On dit que le pire est à venir. N’anticipons donc pas ! Cependant, nous savons aujourd’hui que le livre existe, et que les sociétés portées par le livre ne se sont jamais complètement éteintes, sans avoir su se projeter dans un avenir proche. Demain, nos enfants ne sauront peut-être pas que le livre a eu un jour son utilité, emportés qu’ils seront par les nouvelles technologies en ligne dans le monde parfait du bon consommateur. Est-ce une raison suffisante pour oublier (présentement) notre responsabilité ? Les notables comoriens n’iront pas défendre le livre. Ils n’en connaissent pas l’utilité. Les hommes de pouvoir, non plus. D’où la remarque suivante.

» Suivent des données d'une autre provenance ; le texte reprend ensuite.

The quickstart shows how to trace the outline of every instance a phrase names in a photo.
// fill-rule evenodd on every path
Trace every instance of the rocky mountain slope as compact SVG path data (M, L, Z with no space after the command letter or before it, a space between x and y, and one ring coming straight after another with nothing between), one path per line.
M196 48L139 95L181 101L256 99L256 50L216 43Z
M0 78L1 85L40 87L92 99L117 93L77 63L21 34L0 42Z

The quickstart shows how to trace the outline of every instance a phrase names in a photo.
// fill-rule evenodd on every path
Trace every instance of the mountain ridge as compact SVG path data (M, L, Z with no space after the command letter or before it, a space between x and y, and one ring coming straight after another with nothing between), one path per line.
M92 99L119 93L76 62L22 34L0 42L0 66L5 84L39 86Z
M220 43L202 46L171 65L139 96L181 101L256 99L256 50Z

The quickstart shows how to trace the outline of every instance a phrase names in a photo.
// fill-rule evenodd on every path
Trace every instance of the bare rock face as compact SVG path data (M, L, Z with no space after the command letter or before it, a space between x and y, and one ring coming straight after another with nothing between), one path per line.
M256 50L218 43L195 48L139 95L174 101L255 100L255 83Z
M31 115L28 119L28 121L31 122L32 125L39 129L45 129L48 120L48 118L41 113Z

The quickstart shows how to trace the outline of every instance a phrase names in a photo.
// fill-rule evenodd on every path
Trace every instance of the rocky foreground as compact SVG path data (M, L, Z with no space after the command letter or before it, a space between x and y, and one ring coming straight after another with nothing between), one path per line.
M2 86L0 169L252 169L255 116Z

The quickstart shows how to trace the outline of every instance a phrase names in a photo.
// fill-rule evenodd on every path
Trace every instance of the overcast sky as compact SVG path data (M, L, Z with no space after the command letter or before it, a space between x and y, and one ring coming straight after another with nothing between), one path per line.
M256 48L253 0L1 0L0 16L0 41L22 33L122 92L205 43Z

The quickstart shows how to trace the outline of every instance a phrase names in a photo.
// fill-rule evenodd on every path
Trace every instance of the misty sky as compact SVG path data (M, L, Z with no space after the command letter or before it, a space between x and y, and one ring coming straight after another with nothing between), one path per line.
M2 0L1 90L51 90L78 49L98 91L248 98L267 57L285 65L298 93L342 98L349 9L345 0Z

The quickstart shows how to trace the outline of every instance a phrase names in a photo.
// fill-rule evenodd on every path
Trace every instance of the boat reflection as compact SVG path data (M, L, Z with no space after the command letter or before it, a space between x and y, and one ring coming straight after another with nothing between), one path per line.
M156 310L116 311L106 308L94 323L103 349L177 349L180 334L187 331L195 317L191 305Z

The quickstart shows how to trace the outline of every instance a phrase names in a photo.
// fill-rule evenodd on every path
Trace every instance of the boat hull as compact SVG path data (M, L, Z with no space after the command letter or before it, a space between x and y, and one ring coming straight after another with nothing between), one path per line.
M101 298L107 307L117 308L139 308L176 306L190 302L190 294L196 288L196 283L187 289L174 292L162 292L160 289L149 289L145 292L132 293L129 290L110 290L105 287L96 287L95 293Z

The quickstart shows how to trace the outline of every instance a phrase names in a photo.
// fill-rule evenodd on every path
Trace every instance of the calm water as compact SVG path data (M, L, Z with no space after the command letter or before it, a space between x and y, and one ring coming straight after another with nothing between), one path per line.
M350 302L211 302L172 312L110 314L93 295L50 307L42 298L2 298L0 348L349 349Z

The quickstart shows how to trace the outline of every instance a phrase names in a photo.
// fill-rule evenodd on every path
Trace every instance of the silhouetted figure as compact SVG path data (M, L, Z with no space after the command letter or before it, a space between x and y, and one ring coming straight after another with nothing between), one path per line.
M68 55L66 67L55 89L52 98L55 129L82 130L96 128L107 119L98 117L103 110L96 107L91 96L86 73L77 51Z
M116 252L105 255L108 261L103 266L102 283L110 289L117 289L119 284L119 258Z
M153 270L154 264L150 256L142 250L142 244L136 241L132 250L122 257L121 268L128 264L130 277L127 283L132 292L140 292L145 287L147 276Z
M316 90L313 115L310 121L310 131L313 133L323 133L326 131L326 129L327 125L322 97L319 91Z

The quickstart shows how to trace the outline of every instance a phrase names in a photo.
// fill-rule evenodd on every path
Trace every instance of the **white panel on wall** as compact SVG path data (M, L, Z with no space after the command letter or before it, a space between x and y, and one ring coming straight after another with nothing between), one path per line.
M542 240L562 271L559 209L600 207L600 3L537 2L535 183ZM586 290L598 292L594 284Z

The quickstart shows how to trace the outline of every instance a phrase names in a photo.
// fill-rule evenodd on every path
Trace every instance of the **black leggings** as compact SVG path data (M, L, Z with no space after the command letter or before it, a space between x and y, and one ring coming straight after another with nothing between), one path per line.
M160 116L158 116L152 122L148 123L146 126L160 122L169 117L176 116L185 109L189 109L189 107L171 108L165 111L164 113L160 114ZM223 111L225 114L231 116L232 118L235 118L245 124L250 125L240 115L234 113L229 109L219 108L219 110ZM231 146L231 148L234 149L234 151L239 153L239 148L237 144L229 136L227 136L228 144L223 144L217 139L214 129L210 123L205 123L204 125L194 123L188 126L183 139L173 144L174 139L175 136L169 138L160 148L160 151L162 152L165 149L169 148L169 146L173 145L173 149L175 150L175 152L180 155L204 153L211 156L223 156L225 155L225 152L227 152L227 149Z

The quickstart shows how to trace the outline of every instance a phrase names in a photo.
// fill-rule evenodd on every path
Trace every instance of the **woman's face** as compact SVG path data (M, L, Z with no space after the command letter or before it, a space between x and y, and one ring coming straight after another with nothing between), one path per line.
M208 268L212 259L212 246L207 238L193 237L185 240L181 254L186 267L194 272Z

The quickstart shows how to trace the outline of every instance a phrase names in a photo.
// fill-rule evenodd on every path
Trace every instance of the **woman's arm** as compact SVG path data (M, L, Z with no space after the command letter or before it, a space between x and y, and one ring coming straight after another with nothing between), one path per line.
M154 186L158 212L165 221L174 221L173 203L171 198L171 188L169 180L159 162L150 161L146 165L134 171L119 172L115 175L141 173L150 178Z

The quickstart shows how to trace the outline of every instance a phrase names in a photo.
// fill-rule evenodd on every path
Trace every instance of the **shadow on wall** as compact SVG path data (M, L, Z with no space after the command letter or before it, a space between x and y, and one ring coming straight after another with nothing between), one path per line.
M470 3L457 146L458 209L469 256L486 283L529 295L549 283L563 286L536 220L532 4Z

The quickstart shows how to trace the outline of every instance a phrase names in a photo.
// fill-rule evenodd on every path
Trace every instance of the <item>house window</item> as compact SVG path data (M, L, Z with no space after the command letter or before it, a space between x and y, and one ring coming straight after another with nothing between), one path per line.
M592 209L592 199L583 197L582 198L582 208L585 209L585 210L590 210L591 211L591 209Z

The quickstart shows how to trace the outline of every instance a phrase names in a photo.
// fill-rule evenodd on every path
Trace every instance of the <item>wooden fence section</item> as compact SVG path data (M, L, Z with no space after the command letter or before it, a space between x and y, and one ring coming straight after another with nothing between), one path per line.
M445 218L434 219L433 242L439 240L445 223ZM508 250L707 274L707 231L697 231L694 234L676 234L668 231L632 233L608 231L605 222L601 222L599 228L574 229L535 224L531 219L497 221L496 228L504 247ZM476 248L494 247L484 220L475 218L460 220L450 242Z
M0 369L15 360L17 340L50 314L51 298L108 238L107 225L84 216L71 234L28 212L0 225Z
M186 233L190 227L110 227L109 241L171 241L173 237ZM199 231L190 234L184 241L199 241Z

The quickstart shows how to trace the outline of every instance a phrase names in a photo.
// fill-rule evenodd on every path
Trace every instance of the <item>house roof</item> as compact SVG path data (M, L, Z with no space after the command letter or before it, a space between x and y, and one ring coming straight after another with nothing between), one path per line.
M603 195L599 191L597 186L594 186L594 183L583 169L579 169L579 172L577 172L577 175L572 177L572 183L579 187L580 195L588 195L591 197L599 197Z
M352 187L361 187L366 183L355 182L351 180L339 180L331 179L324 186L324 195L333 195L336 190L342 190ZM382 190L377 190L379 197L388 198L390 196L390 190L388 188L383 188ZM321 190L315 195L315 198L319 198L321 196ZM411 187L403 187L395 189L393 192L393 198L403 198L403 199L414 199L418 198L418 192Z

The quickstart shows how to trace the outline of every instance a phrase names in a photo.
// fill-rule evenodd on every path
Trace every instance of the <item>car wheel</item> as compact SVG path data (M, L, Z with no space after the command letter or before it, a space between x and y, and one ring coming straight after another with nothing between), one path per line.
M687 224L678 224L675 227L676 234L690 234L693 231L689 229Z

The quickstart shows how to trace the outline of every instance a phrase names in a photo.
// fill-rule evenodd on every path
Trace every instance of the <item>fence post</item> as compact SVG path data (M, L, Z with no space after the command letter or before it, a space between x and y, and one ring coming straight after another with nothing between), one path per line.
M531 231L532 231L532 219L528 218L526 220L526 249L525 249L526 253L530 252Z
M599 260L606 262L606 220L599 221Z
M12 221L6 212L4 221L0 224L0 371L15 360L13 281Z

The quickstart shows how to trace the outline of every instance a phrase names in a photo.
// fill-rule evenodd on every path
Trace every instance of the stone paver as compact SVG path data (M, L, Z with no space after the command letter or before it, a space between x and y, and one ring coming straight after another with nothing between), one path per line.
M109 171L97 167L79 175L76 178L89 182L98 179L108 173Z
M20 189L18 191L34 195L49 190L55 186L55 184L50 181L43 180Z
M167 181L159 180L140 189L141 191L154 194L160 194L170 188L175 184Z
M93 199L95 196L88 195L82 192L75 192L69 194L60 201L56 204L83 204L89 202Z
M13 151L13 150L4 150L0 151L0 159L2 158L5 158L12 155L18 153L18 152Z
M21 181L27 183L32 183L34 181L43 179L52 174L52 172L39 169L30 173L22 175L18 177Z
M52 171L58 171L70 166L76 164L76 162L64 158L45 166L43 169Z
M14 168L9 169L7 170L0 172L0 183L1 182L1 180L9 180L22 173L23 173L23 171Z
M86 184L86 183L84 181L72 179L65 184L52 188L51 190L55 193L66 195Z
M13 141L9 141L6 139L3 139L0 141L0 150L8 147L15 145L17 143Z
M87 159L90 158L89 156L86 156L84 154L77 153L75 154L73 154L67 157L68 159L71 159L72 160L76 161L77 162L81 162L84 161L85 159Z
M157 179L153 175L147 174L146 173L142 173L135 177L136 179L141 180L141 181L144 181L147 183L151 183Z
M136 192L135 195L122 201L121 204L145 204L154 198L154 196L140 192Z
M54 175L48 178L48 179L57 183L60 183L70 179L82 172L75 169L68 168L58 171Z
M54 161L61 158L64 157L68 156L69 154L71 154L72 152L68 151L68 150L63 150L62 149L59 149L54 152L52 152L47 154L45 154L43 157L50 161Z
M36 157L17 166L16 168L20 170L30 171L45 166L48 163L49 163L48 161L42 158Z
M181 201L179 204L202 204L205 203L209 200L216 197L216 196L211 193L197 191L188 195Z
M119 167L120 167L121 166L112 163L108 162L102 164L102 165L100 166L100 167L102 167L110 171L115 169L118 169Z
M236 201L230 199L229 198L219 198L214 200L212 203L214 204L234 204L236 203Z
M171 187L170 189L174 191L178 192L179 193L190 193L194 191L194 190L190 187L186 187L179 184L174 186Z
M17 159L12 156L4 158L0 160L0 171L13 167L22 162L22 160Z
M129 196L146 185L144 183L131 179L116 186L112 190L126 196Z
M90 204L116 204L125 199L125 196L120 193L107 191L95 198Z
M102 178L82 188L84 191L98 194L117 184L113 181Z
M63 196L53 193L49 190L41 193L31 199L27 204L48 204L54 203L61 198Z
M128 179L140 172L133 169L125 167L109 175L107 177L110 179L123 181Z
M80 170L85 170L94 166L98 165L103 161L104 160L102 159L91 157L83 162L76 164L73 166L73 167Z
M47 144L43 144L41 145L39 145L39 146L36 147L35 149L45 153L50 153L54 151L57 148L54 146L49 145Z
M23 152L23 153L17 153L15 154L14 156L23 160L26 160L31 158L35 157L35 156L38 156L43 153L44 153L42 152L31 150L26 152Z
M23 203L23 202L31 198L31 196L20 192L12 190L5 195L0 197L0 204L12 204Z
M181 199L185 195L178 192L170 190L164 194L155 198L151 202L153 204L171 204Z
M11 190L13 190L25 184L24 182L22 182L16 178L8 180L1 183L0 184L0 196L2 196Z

Au- delà du rôle dévolu à l’Etat dans ce processus, il appartient aussi aux hommes de plume de se bouger le popotin pour que le livre retrouve le chemin de la critique sociale, dont ce pays a cruellement besoin. C’est à eux de batailler. C’est à eux de faire aimer le livre. C’est à eux de le défendre.

Au lieu de cela, ils confondent, en bons apprentis notables qu’ils sont, l’art d’écrire avec celui de briller sur les places publiques. Ils en oublient de répondre aux seules interrogations qui vaillent dans ce contexte en feu : pour qui ou pourquoi écrit-on ? Nul doute que le Comorien, le jour où il sera persuadé de l’intérêt du livre dans sa « longue marche » citoyenne, ira hanter les bacs de libraires. Mais qui saura mieux lui expliquer si ce n’est cet auteur dont le travail devient indispensable à la pensée commune ? Pour l’heure, nos auteurs brillent tellement dans leurs pauvres têtes qu’ils se refusent à l’émergence d’une critique salutaire de leurs œuvres respectives. Ce qui est le contraire d’une démarche d’écriture, dont le but au final est de nourrir un débat social ou littéraire (pour les plus affamés de mots) nécessaire pour l’imaginaire d’un pays en quête de lui-même. 

Soeuf Elbadawi


[1] J.P. Brighelli, La fabrique du crétin, Jean-Claude Gawsewitch éditions, 2005.